Dolci colline di sangue
 
Non credo che esistano serial killers dall’intelligenza superiore, capaci, per questo, di prendersi gioco della polizia. Per la mia modesta esperienza diretta o indiretta, l’impunità di un criminale violento seriale è frutto soprattutto del caso e dell’incapacità degli inquirenti di turno.
Forse è per questo che non mi hanno mai appassionato le storie di assassini seriali: quelle realistiche le trovo noiose, spesso desolanti, quasi sempre si limitano a raccontare le brutte figure di coloro che avrebbero dovuto fermarli. Quando sono romanzate, l’autore si sforza di descrivere tracce di “intelligenza superiore” nell’assassino, persino nel poliziotto che lo bracca; e a me, che frequento entrambi, per lavoro, sembrano fantascienza. E le storie di fantascienza non mi sono mai piaciute.
Quindi non mi sono mai voluto interessare neppure del “mostro di Firenze”. Non avevo mai letto neppure un rigo di cronaca sul giornale, per ingannare l’attesa durante un appostamento. Ho incominciato a interessarmi all’argomento, quando hanno arrestato il giornalista “mostrologo” Mario Spezi, poiché “a naso” mi sembrava uno dei soliti pasticci all’italiana, fatto di incompetenza, superpoteri e carrierismo, il tutto in totale dispregio del giusto processo e dei diritti dell’indagato.
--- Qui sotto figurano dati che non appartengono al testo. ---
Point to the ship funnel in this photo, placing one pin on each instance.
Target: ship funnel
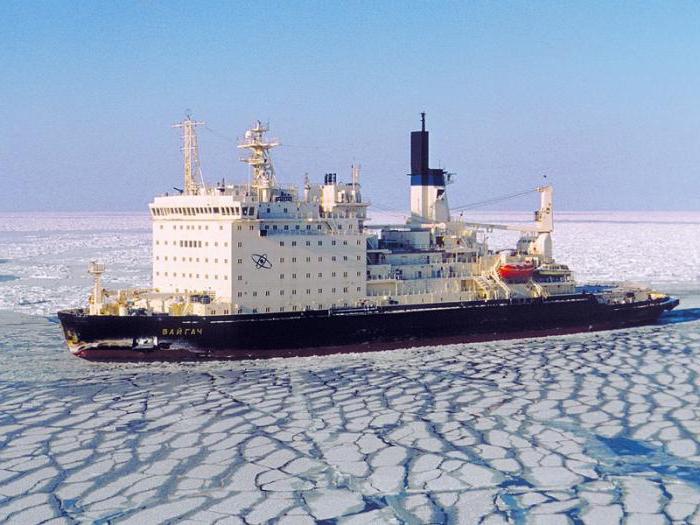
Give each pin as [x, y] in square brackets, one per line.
[428, 193]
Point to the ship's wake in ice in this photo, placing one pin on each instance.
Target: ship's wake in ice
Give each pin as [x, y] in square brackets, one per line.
[581, 427]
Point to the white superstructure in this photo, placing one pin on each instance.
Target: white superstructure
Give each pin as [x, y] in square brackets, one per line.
[264, 247]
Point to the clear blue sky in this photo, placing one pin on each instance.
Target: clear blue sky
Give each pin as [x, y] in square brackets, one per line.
[603, 97]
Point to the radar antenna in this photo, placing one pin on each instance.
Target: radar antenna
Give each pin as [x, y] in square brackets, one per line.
[263, 170]
[190, 148]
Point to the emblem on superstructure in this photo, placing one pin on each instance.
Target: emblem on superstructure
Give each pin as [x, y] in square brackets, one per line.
[261, 261]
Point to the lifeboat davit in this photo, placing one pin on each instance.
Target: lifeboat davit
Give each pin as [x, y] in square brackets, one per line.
[516, 271]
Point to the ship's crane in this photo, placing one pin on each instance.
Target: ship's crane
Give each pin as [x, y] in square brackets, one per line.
[190, 149]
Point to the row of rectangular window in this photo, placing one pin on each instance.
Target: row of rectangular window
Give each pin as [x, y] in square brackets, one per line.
[320, 243]
[195, 244]
[189, 259]
[196, 276]
[308, 275]
[308, 291]
[245, 211]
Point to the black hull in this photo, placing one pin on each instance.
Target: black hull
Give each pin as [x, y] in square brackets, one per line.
[164, 337]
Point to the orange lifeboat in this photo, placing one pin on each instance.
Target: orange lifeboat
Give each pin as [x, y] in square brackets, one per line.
[516, 271]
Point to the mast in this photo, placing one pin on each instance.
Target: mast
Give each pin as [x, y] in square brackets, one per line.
[190, 149]
[263, 171]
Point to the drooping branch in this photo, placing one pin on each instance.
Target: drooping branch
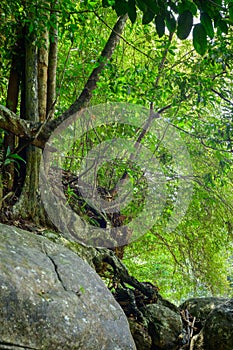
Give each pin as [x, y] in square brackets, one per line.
[91, 84]
[29, 130]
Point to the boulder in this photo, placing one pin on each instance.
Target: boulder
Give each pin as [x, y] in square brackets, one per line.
[164, 326]
[201, 307]
[217, 333]
[51, 299]
[140, 335]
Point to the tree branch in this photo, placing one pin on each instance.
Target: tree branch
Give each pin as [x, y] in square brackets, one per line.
[28, 130]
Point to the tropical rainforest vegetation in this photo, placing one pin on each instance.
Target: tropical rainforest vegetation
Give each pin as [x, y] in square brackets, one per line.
[172, 57]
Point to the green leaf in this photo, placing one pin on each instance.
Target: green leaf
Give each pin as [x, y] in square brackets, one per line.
[222, 25]
[132, 11]
[160, 25]
[208, 25]
[231, 11]
[170, 22]
[147, 16]
[187, 6]
[121, 7]
[200, 39]
[185, 23]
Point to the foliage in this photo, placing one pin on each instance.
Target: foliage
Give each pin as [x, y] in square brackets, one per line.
[152, 65]
[179, 16]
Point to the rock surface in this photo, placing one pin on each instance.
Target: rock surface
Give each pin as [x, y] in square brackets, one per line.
[51, 299]
[164, 326]
[201, 307]
[217, 333]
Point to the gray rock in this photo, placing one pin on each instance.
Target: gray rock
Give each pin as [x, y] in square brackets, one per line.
[201, 307]
[164, 326]
[217, 333]
[51, 299]
[140, 335]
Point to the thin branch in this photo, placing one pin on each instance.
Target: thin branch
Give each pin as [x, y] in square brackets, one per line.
[123, 39]
[222, 96]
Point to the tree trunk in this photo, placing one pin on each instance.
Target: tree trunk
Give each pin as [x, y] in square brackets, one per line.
[52, 64]
[43, 77]
[12, 103]
[26, 207]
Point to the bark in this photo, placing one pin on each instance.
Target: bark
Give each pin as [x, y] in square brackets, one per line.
[11, 103]
[43, 77]
[26, 207]
[52, 64]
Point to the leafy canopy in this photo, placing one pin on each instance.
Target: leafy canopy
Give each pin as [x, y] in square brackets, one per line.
[180, 16]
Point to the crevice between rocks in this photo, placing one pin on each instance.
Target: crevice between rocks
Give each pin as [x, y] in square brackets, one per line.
[56, 272]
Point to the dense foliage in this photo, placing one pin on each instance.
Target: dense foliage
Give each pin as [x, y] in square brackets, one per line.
[152, 66]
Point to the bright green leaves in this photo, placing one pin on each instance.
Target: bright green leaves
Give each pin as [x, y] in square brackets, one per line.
[207, 24]
[200, 39]
[222, 26]
[170, 22]
[231, 11]
[185, 23]
[160, 25]
[132, 12]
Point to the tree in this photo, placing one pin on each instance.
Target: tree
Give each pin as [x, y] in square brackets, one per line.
[170, 79]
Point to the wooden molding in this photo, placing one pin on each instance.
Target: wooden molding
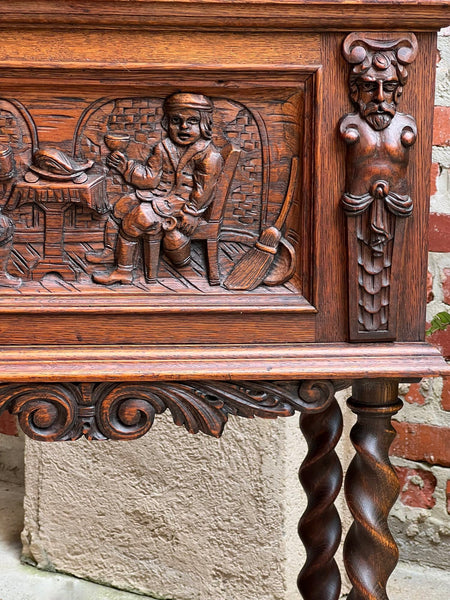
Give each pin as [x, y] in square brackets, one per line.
[188, 362]
[325, 15]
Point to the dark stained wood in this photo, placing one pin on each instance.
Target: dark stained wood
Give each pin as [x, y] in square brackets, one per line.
[320, 526]
[217, 361]
[371, 488]
[150, 147]
[126, 411]
[376, 199]
[229, 14]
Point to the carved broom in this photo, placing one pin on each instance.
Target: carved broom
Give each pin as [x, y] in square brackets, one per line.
[252, 268]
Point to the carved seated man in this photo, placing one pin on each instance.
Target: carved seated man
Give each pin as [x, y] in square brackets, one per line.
[174, 187]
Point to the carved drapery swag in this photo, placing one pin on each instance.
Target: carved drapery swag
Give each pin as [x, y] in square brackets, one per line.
[376, 199]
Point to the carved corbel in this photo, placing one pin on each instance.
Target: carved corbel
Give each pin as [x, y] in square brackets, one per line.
[376, 199]
[121, 411]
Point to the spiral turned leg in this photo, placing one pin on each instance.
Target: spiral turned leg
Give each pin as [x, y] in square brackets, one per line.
[320, 526]
[371, 488]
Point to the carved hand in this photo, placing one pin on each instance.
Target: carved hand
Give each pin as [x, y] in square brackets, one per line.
[118, 161]
[188, 224]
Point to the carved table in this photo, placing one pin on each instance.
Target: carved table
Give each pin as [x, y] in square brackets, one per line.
[263, 178]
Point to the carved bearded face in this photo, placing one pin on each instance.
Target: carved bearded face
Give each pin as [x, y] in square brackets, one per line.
[377, 96]
[184, 126]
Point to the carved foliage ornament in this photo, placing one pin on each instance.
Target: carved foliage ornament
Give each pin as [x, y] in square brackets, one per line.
[376, 198]
[56, 412]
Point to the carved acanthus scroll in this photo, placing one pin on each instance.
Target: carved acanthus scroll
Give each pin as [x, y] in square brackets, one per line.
[57, 412]
[376, 199]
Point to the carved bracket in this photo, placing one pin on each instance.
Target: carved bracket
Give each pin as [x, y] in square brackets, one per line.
[376, 199]
[122, 411]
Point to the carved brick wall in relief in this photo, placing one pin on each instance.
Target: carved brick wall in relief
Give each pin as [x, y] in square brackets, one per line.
[376, 199]
[179, 192]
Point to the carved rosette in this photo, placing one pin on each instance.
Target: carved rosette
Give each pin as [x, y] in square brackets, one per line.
[376, 199]
[121, 411]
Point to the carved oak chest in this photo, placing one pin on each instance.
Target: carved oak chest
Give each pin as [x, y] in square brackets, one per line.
[220, 208]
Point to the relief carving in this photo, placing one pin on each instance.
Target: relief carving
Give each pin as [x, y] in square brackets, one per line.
[121, 411]
[155, 194]
[7, 174]
[376, 199]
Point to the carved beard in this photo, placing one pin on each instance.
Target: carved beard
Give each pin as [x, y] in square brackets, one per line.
[379, 116]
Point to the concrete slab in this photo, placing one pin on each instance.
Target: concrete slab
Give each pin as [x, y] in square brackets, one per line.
[20, 582]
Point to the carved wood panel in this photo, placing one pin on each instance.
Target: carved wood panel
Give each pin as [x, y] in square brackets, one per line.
[165, 192]
[376, 199]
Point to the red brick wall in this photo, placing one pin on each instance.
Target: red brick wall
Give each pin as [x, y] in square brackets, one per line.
[423, 428]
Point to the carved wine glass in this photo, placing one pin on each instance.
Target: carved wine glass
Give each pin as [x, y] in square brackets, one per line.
[117, 141]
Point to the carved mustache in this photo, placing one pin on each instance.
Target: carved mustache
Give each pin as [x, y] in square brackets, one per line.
[382, 107]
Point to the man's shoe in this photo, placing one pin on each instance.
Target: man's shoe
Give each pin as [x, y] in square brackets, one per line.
[119, 275]
[105, 256]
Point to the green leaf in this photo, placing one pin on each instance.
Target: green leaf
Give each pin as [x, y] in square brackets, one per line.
[439, 322]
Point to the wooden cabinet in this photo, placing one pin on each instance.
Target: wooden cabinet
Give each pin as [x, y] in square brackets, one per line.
[220, 208]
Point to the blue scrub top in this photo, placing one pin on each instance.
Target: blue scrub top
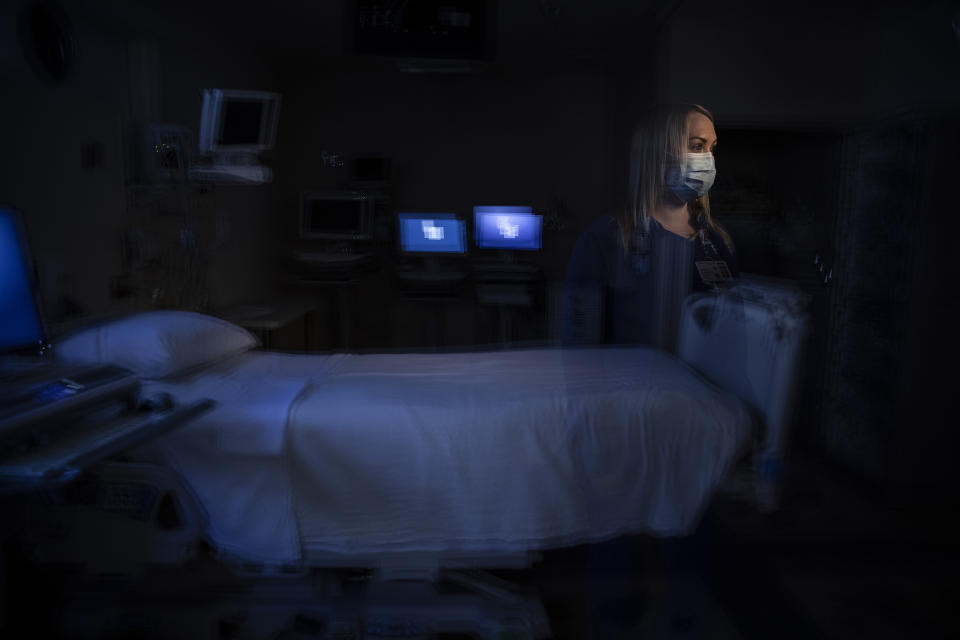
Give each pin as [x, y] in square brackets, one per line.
[612, 296]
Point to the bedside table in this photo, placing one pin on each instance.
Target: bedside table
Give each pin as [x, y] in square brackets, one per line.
[265, 317]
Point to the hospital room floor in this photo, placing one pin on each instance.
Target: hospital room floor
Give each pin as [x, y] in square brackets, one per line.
[833, 563]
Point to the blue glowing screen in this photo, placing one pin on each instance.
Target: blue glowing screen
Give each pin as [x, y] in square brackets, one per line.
[19, 321]
[432, 233]
[507, 228]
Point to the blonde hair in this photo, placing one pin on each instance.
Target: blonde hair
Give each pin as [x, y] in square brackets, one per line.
[659, 140]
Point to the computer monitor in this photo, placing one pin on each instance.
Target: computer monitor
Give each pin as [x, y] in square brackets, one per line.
[431, 233]
[238, 121]
[336, 215]
[506, 227]
[21, 326]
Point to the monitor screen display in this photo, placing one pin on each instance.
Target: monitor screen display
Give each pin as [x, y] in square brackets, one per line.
[507, 228]
[238, 121]
[334, 216]
[372, 168]
[242, 121]
[432, 233]
[20, 326]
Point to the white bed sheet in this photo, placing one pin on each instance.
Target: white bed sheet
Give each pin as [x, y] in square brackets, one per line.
[489, 452]
[234, 456]
[507, 451]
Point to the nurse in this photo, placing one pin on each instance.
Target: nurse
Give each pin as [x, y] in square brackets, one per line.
[630, 271]
[625, 284]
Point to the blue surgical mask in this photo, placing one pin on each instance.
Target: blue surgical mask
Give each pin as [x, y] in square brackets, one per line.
[693, 179]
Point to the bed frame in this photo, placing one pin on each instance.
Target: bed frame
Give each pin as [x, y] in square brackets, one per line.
[747, 340]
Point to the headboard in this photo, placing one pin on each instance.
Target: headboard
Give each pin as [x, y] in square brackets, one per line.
[750, 340]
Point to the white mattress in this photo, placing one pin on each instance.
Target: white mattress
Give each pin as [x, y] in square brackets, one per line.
[234, 456]
[507, 451]
[479, 452]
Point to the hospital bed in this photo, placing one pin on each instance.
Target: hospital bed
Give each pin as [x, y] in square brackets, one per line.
[416, 464]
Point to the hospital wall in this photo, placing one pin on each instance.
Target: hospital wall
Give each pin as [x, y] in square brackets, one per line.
[552, 135]
[852, 108]
[72, 153]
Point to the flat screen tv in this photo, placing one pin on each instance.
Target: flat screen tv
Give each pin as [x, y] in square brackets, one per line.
[238, 121]
[431, 233]
[505, 227]
[336, 215]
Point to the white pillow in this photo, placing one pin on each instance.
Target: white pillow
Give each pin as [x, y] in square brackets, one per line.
[157, 344]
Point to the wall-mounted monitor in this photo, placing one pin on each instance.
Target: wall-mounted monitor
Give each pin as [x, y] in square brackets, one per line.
[375, 168]
[445, 29]
[336, 215]
[506, 227]
[21, 327]
[431, 233]
[238, 121]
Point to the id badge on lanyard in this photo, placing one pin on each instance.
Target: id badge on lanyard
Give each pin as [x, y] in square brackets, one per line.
[712, 272]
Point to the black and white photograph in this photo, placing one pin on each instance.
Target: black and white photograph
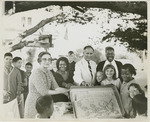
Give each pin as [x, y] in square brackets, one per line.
[74, 60]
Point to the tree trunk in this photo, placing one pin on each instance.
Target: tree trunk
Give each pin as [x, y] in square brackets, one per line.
[137, 7]
[26, 33]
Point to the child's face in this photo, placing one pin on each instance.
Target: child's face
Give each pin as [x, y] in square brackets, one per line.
[109, 72]
[71, 57]
[50, 110]
[133, 91]
[18, 64]
[99, 76]
[126, 75]
[8, 60]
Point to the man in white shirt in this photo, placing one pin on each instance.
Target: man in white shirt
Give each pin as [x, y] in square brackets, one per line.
[85, 69]
[110, 54]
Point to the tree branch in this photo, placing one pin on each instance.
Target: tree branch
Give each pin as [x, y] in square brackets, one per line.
[41, 24]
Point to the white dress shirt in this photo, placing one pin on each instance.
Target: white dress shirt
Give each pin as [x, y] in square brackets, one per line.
[114, 64]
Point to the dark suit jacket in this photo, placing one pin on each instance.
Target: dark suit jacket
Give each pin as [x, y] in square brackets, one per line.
[118, 63]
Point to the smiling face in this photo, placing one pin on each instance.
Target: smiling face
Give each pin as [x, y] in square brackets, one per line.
[8, 60]
[88, 53]
[28, 68]
[99, 76]
[62, 66]
[109, 72]
[18, 64]
[110, 55]
[45, 61]
[133, 91]
[126, 75]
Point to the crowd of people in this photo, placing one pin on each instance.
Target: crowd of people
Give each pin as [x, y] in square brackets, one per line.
[44, 86]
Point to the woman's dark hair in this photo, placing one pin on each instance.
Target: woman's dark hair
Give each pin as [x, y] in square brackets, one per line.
[139, 103]
[28, 64]
[15, 59]
[110, 66]
[130, 67]
[43, 102]
[138, 87]
[62, 59]
[8, 54]
[41, 54]
[88, 46]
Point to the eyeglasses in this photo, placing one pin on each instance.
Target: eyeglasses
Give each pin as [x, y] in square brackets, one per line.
[44, 59]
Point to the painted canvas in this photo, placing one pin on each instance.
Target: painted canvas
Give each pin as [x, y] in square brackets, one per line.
[96, 103]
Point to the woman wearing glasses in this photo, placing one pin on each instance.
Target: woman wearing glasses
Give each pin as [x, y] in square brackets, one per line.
[42, 82]
[62, 75]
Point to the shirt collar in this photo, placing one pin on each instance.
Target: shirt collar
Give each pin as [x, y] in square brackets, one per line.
[110, 62]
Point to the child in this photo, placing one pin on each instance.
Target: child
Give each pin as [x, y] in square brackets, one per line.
[127, 72]
[110, 76]
[140, 105]
[44, 106]
[99, 78]
[135, 89]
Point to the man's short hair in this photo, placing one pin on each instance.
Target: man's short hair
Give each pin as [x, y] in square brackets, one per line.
[70, 52]
[109, 48]
[15, 59]
[88, 47]
[28, 64]
[8, 54]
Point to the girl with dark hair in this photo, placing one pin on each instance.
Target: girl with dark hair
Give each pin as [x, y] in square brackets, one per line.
[140, 104]
[44, 106]
[127, 72]
[62, 75]
[110, 76]
[135, 89]
[42, 82]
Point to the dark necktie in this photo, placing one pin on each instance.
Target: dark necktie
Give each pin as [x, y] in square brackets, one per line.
[90, 69]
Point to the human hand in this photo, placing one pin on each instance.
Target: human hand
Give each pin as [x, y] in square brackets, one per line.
[84, 83]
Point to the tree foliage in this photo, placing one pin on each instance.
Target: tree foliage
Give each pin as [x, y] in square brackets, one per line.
[133, 38]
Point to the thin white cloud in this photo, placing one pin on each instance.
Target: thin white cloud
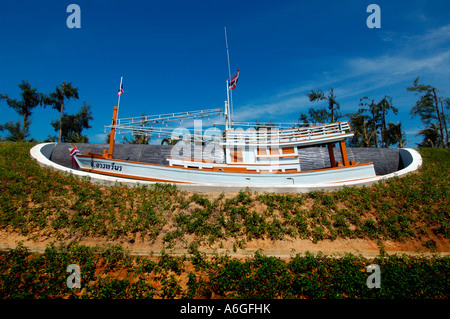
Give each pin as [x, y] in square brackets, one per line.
[423, 54]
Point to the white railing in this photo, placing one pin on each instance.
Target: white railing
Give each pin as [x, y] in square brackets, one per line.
[277, 136]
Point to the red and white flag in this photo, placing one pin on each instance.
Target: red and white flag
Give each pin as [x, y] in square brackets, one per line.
[233, 81]
[120, 89]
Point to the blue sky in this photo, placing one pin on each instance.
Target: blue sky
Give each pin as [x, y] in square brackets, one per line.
[172, 56]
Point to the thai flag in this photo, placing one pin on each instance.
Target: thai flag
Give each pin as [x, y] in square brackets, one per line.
[233, 81]
[73, 153]
[120, 89]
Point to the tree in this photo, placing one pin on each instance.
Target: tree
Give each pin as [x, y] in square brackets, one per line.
[316, 116]
[71, 126]
[378, 113]
[364, 135]
[395, 135]
[30, 99]
[431, 136]
[427, 107]
[56, 100]
[319, 95]
[15, 131]
[373, 120]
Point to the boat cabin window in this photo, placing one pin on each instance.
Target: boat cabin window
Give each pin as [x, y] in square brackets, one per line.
[288, 150]
[236, 155]
[262, 151]
[274, 151]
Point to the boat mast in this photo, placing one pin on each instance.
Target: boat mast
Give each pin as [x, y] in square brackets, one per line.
[112, 135]
[229, 114]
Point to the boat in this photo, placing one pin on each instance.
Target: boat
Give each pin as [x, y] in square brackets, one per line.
[259, 155]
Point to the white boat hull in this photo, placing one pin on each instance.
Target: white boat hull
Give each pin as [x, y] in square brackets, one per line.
[162, 173]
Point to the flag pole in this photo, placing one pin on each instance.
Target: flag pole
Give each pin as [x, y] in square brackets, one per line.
[229, 94]
[120, 87]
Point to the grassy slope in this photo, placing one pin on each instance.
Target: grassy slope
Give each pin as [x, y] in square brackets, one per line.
[38, 202]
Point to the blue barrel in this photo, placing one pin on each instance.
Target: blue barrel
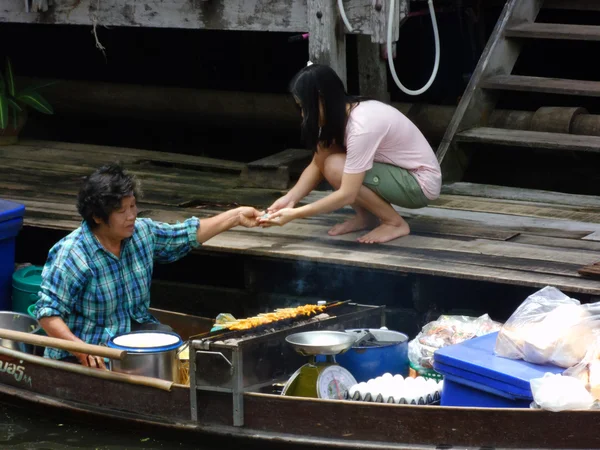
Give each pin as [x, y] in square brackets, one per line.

Dopo qualche articolo di giornale, per chiarirmi definitivamente le idee, ho sentito il bisogno di leggere “Dolci colline di sangue” di Mario Spezi e Douglas Preston (edito da Sonzogno). Ne sono rimasto affascinato. Gli autori raccontano le miserie del crimine violento con realismo e garbo. Parallelamente, analizzano anche le miserie delle indagini con eccezionale capacità di sintesi. Ritengo il libro persino utile per la formazione teorica di un investigatore privato, tanto da consigliarlo, anzi da imporlo ai miei detectives. E lo suggerisco agli appassionati di storie truculente, ma soprattutto ai non appassionati.